Valladares propôs no processo de insolvência que esses seis milhões de euros fossem reconhecidos como uma das prioridades de cobrança, embora o magistrado tenha rejeitado, considerando que no momento da declaração do processo de insolvência não havia dívida.
Para o 10º Tribunal de Comércio da capital, este montante correspondia a “uma promessa de compra validamente celebrada”, mas “não havia obrigações”. Apesar de o contrato fixar o preço determinado para esta recompra, o objetivo recuperador e remunerador de um investimento, e até um prazo para o exercício da opção de venda, este acordo expirou em 2015, ou seja, dois anos depois de a Jomaca ter entrado em insolvência. Assim, o juiz qualificou este pacote de acções como um crédito contingente. O Tribunal Superior de Madrid validou integralmente os critérios do juiz de primeira instância.
Valladares utilizou a sua última arma jurídica e recorreu para o Supremo Tribunal, que acabou por lhe dar razão.
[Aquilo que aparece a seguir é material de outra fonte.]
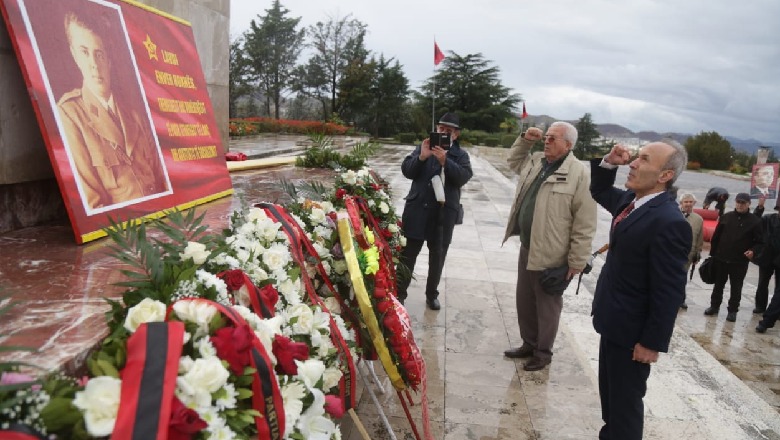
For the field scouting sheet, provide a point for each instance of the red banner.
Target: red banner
(123, 105)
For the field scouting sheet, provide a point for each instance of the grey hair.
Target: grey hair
(677, 161)
(569, 131)
(686, 196)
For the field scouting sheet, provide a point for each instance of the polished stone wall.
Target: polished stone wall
(28, 193)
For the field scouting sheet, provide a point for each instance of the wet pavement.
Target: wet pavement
(720, 380)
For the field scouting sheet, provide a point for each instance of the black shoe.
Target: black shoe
(536, 364)
(518, 353)
(711, 311)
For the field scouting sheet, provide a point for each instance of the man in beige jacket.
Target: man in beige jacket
(555, 217)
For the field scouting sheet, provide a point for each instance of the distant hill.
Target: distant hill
(618, 131)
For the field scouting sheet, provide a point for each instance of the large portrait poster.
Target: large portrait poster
(121, 98)
(763, 181)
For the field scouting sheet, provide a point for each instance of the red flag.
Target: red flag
(438, 55)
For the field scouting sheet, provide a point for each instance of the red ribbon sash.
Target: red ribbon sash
(298, 242)
(149, 381)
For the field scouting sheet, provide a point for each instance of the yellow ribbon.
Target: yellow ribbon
(364, 302)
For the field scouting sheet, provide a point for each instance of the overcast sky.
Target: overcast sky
(665, 65)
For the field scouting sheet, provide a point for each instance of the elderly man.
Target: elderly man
(115, 156)
(642, 283)
(763, 180)
(687, 201)
(735, 241)
(555, 218)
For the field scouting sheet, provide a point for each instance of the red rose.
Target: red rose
(233, 345)
(270, 297)
(392, 323)
(233, 278)
(287, 352)
(384, 306)
(333, 406)
(184, 422)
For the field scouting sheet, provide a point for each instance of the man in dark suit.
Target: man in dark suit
(433, 204)
(643, 280)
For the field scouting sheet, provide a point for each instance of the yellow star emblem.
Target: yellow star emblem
(151, 48)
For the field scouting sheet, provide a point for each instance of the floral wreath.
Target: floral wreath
(388, 323)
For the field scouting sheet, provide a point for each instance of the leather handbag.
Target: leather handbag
(553, 280)
(706, 271)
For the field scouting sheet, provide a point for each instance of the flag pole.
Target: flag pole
(433, 97)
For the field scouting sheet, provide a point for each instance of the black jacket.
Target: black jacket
(642, 283)
(735, 234)
(421, 200)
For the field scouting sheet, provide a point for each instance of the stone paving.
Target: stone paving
(720, 380)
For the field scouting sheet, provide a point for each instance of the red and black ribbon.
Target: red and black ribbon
(298, 243)
(266, 396)
(149, 381)
(18, 431)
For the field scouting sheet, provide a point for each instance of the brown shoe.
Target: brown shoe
(536, 364)
(518, 353)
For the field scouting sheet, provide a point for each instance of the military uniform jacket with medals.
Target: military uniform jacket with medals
(114, 156)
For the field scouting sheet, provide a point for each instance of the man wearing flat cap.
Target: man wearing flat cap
(438, 172)
(736, 239)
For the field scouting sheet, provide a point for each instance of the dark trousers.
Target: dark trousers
(622, 386)
(772, 313)
(438, 237)
(765, 274)
(538, 313)
(734, 273)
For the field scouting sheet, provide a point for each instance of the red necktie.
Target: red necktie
(623, 214)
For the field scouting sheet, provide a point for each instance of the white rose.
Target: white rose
(256, 214)
(292, 396)
(350, 177)
(317, 216)
(196, 252)
(310, 371)
(100, 404)
(148, 310)
(333, 305)
(331, 377)
(313, 423)
(303, 318)
(290, 290)
(340, 266)
(277, 257)
(199, 312)
(208, 374)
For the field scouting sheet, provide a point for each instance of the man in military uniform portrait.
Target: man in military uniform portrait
(114, 153)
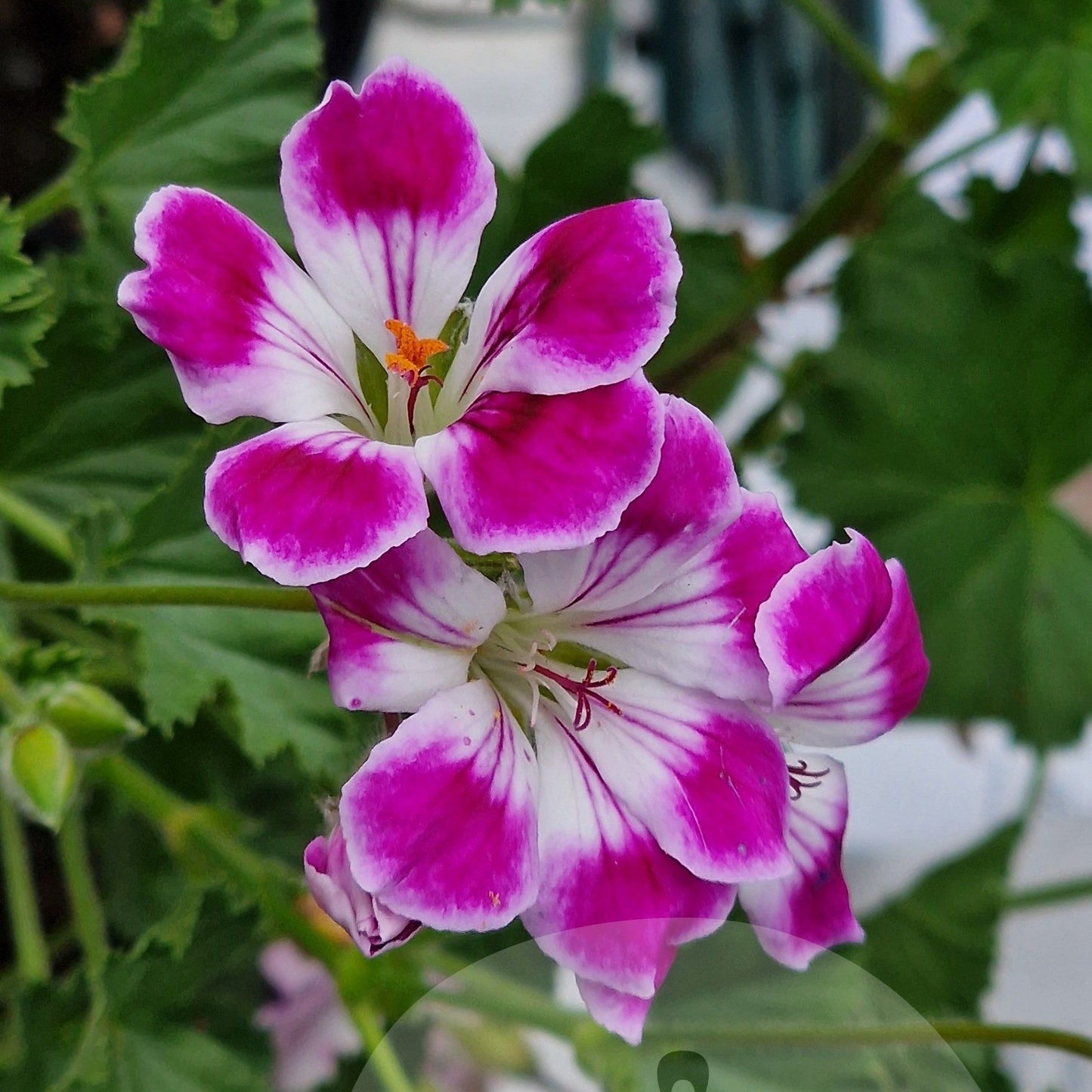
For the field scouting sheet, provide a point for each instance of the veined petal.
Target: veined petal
(405, 627)
(704, 775)
(247, 331)
(388, 193)
(807, 911)
(530, 472)
(586, 302)
(610, 898)
(441, 820)
(311, 500)
(691, 498)
(868, 692)
(697, 630)
(819, 611)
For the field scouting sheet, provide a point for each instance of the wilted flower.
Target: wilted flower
(611, 745)
(537, 432)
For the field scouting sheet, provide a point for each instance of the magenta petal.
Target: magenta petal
(800, 914)
(388, 193)
(311, 500)
(441, 820)
(704, 775)
(819, 611)
(529, 472)
(372, 926)
(869, 691)
(405, 627)
(691, 498)
(623, 1013)
(247, 331)
(586, 302)
(610, 899)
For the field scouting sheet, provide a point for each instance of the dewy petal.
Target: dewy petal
(586, 302)
(388, 193)
(697, 628)
(800, 914)
(704, 775)
(610, 898)
(405, 627)
(311, 500)
(530, 472)
(370, 925)
(248, 333)
(692, 497)
(819, 611)
(441, 820)
(869, 691)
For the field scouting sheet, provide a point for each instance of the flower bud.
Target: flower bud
(88, 716)
(39, 771)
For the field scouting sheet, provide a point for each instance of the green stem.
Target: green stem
(1050, 895)
(88, 917)
(58, 194)
(36, 525)
(848, 46)
(32, 956)
(908, 1035)
(198, 595)
(382, 1054)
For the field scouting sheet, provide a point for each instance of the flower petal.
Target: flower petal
(370, 925)
(311, 500)
(610, 898)
(696, 630)
(623, 1013)
(807, 911)
(388, 193)
(869, 691)
(819, 611)
(405, 627)
(247, 331)
(441, 820)
(529, 472)
(704, 775)
(586, 302)
(692, 497)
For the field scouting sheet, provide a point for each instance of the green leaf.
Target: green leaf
(956, 402)
(24, 305)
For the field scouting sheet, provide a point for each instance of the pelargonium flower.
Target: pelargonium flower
(614, 743)
(537, 432)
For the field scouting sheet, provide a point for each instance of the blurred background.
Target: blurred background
(758, 114)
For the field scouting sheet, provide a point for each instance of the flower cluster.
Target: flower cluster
(604, 721)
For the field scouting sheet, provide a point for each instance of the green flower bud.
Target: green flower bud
(88, 716)
(39, 771)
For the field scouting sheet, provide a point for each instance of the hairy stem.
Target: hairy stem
(196, 595)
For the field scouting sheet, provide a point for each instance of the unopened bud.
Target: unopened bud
(88, 716)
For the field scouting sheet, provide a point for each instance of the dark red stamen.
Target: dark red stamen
(800, 778)
(583, 691)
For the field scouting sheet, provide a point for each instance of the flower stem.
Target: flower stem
(382, 1054)
(848, 46)
(204, 595)
(36, 525)
(88, 917)
(32, 956)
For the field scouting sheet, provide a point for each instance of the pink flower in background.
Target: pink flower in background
(308, 1023)
(539, 436)
(608, 745)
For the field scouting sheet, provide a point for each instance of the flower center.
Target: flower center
(410, 360)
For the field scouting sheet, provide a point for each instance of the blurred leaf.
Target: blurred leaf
(956, 401)
(24, 305)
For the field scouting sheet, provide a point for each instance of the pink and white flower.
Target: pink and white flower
(535, 436)
(608, 741)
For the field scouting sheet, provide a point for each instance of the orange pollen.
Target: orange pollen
(411, 353)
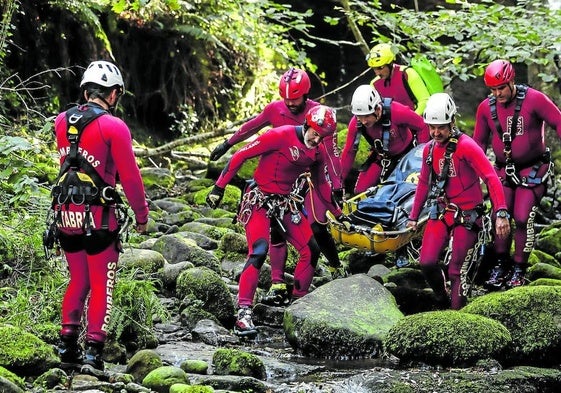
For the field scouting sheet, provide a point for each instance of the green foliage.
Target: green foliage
(446, 338)
(463, 36)
(33, 304)
(135, 304)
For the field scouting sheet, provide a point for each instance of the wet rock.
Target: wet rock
(346, 318)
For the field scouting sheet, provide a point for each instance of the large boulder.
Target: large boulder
(176, 248)
(347, 317)
(148, 261)
(203, 286)
(24, 353)
(446, 338)
(531, 315)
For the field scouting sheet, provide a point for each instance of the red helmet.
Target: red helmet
(322, 119)
(294, 84)
(498, 73)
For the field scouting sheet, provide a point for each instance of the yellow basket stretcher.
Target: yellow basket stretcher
(375, 237)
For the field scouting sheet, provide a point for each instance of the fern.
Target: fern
(135, 304)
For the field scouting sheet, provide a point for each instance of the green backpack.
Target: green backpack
(428, 74)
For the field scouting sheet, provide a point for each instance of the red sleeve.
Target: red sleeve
(263, 144)
(349, 154)
(321, 180)
(423, 187)
(333, 161)
(482, 130)
(484, 169)
(415, 123)
(120, 140)
(252, 126)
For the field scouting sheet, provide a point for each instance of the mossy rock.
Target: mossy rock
(531, 314)
(13, 378)
(23, 353)
(208, 287)
(229, 202)
(182, 388)
(233, 242)
(546, 281)
(162, 378)
(142, 362)
(195, 366)
(238, 362)
(446, 338)
(543, 270)
(412, 278)
(549, 239)
(538, 256)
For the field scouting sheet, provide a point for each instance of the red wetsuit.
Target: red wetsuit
(284, 157)
(462, 193)
(277, 114)
(106, 143)
(528, 148)
(406, 125)
(395, 88)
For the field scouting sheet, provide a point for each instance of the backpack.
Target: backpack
(78, 182)
(428, 74)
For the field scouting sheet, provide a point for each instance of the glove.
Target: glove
(346, 222)
(215, 196)
(220, 150)
(339, 197)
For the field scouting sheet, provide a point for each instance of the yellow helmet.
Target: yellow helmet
(380, 55)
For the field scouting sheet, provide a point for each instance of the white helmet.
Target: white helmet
(365, 99)
(103, 73)
(440, 109)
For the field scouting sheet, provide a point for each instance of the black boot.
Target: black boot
(435, 278)
(499, 275)
(69, 351)
(94, 355)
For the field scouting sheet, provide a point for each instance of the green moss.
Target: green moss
(10, 376)
(23, 352)
(446, 338)
(229, 201)
(532, 316)
(207, 286)
(237, 362)
(546, 281)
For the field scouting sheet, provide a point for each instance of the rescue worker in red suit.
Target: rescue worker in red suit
(388, 144)
(523, 162)
(294, 87)
(451, 169)
(285, 153)
(400, 82)
(90, 240)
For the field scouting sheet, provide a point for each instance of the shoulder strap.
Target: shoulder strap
(509, 135)
(386, 123)
(76, 121)
(361, 132)
(406, 85)
(438, 188)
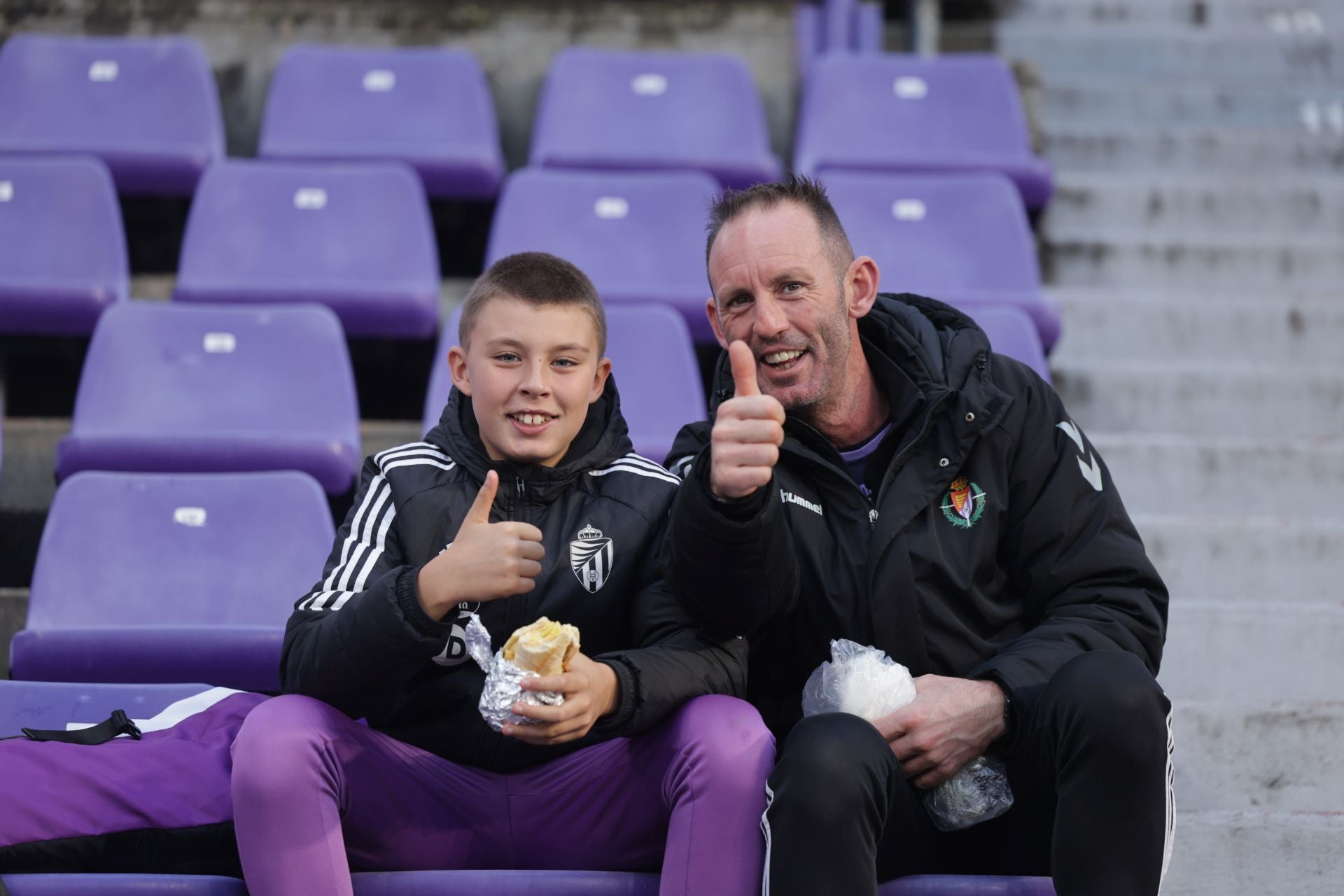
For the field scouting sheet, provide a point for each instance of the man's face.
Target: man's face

No seu recurso, o empresário argumentou que o acordo parassocial assinado com Castillejo era um “contrato sinalagmático que estabelecia obrigações recíprocas (…) de tal forma que as acções anteriormente adquiridas seriam transferidas de novo para a Jomaca 98, desde que a primeira fosse reembolsada da totalidade do investimento realizado, nos termos e condições de rentabilidade acordados”. Por esta razão, argumenta que o crédito preenche os requisitos para ser já indemnizado.
O Supremo Tribunal de Justiça remonta ao acórdão do processo de insolvência da Afinsa, proferido a 19 de novembro de 2015, e recorda que a jurisprudência então firmada refere que “a qualificação e os efeitos da promessa ou do compromisso de recompra podem variar, consoante o que foi efetivamente pretendido e acordado pelas partes”. Por isso, os magistrados lembram que, nestes casos, “impõe-se uma tarefa de qualificação e interpretação do contrato, tendo em vista, para além dos termos utilizados pelas partes no contrato, o seu conteúdo interno e a função que pretende desenvolver”.
Neste sentido, o tribunal superior salienta que, para além do facto de a recompra não poder ser exigida no momento da declaração do processo de insolvência, existiam as obrigações recíprocas exigidas por lei para ser considerado um crédito sobre a massa: “Existe uma reciprocidade entre o pagamento do preço acordado e a transmissão das ações sujeitas a recompra”, refere o acórdão. Assim, o Supremo Tribunal deu provimento ao pedido de Valladares e declarou o seu direito a receber o preço da recompra das acções da Zinkia.